Review Summary: Eric's Trip escapes from reality
Released less than a year after Eric's Trip debut full-length,
Forever Again came as a jolt in more ways than one. Whatever romantic tension flared between vocalists Rick White and Julie Doiron that made
Love Tara such an engaging listen seemed to have dissipated, or at the very least, wasn't really the first thing on the band's mind anymore. It's tough to put any of the weight on White or Doiron, as each turns in an impressive vocal performance (although the role of the latter is disappointingly limited), instead Eric's Trip seem to have lost their subtlety. It was this that made
Love Tara special, the way that a line like “I didn’t even tell my brother. I just finished telling my mother. She took it okay” just wouldn't have been acceptable on the band's debut--- but here it makes up the majority of the minute-long "About You."

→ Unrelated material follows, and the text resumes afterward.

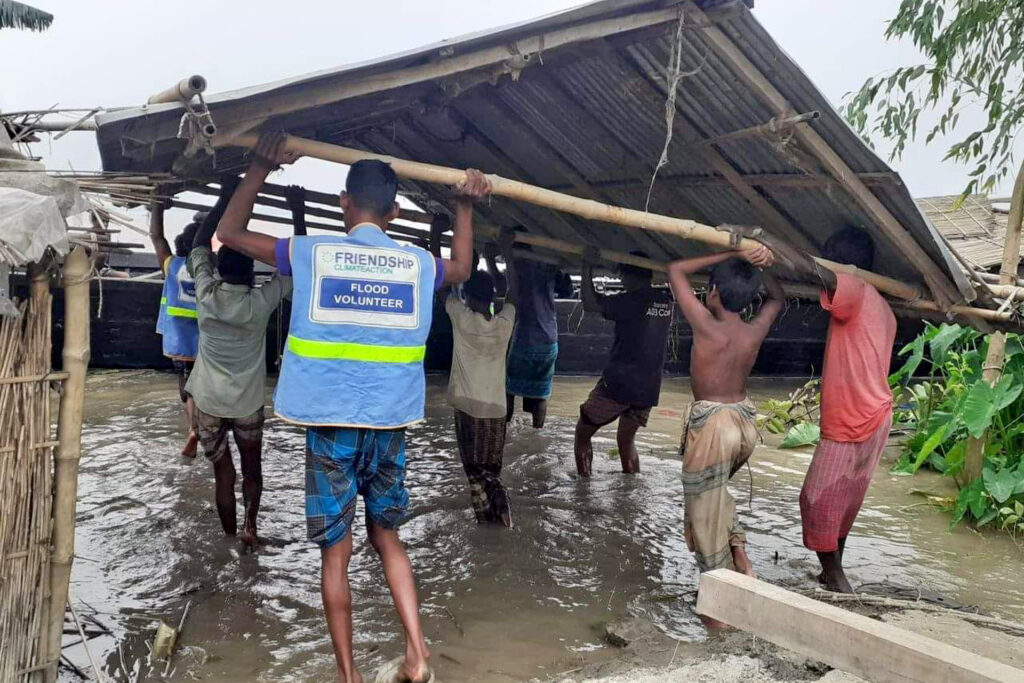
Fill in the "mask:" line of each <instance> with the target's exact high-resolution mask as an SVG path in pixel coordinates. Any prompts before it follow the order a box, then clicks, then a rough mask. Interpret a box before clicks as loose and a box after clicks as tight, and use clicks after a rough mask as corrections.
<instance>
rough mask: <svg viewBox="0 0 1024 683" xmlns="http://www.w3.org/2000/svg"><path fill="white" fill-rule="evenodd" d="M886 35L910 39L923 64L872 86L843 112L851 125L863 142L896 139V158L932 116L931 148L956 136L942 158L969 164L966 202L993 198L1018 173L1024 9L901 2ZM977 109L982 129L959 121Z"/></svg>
mask: <svg viewBox="0 0 1024 683" xmlns="http://www.w3.org/2000/svg"><path fill="white" fill-rule="evenodd" d="M885 35H886V38H889V39H909V40H911V41H912V42H913V44H914V46H915V47H918V49H920V50H921V51H922V52H923V54H924V57H925V58H924V60H923V61H922V62H921V63H916V65H910V66H906V67H901V68H899V69H896V70H895V71H893V72H892V73H890V74H887V75H884V76H877V77H872V78H869V79H867V81H866V82H865V83H864V85H863V86H861V88H860V90H859V91H858V92H856V93H854V94H853V95H852V96H851V97H850V98H849V100H848V101H847V103H846V105H845V106H844V111H843V113H844V115H845V116H846V118H847V120H848V121H849V122H850V123H851V125H853V127H854V128H855V129H857V130H858V131H859V132H860V133H861V134H862V135H869V134H880V135H882V136H883V137H885V138H887V139H889V140H891V141H892V142H893V143H894V148H893V154H892V157H893V158H894V159H898V158H899V157H900V156H901V155H902V154H903V152H904V151H905V150H906V145H907V143H908V142H909V141H911V140H914V139H916V137H918V135H919V132H920V126H921V117H922V114H924V113H931V112H934V113H936V114H938V115H939V118H938V120H937V121H936V122H935V123H934V124H932V125H931V126H930V127H929V128H928V132H927V133H926V136H925V141H926V143H929V142H932V141H933V140H934V139H935V138H936V137H938V136H939V135H943V136H945V135H954V136H956V138H957V139H956V140H955V141H954V142H953V143H952V144H950V146H949V148H948V150H947V151H946V156H945V159H946V160H953V161H957V162H961V163H964V164H969V165H972V168H971V170H970V171H969V176H968V177H969V181H968V184H967V186H966V187H965V188H964V195H965V196H966V195H970V194H974V193H990V191H992V190H993V189H994V188H995V186H996V185H997V184H998V183H999V182H1001V181H1002V180H1005V179H1006V178H1007V177H1008V176H1010V175H1011V173H1012V172H1013V171H1014V170H1015V164H1014V160H1013V146H1014V141H1015V140H1016V138H1017V135H1018V133H1019V132H1020V130H1021V127H1022V125H1024V88H1022V70H1021V66H1022V62H1024V2H1020V1H1019V0H1014V1H1009V2H1008V1H1007V0H902V2H901V3H900V6H899V9H898V10H897V12H896V15H895V16H894V17H893V19H892V20H890V23H889V27H888V29H887V30H886V34H885ZM972 104H974V105H978V106H980V108H981V109H982V110H983V111H984V114H985V118H986V120H985V122H984V123H983V124H982V125H981V126H980V127H978V126H973V125H972V126H966V125H965V124H964V121H962V119H961V113H962V112H963V110H964V109H965V108H966V106H970V105H972Z"/></svg>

Even forgoing the comparisons,
Forever Again rarely eclipses adequate, especially throughout its first half. "New Love" starts off well enough with its bass-heavy gallop complementing White, but is succeeded by a string of sub-two minute tracks that ebb and flow seemingly without purpose. The record gains no continuity for it, adopting a forced and choppy feel that it fails to shake until the final few cuts. Furthermore, the first taste of White and Doiron together is buried far too deep into the album in "December '93," one of several nostalgia-heavy tracks on that fall well short of their potential both musically and lyrically. Never is the dropoff more noticeable than in the harmonized opening line "I don't know what to do/I'm not in love with you," a far cry from the poignancy of the song's
Love Tara counterpart, "Stove."
Perhaps most surprising is the band's newfound affinity for quick electric rompers and generally, their dismissal of their acoustic side. The instrumentation is unpolished, yes, but the album suffers more for its haphazard track placement and refusal to alter-- or more accurately, develop-- a formula. The ideas here, especially lyrically, just aren't fully developed, at times seeming like little more than a collection of
Love Tara (or more accurately,
Purple Blue) outtakes, yet small moments of brilliance remain that remind of what Eric's Trip is truly capable.
Still, the album begins to find more depth in its guitar-heavy sound in the latter half. "My Bed is Red" effectively makes use of its four-plus minute length, and the grungy riffage of several of the cuts is more than welcome, adding a fair bit of electricity and contrasting with the lethargic groove that
Forever Again manages to slip into far too often. Both "My Chest is Empty" and the title track are anomalies as far as the rest of the record is concerned, but while Doiron turns the former into a beautiful acoustic piece, the latter serves more as a reminder of what
Forever Again could-- and should-- have been.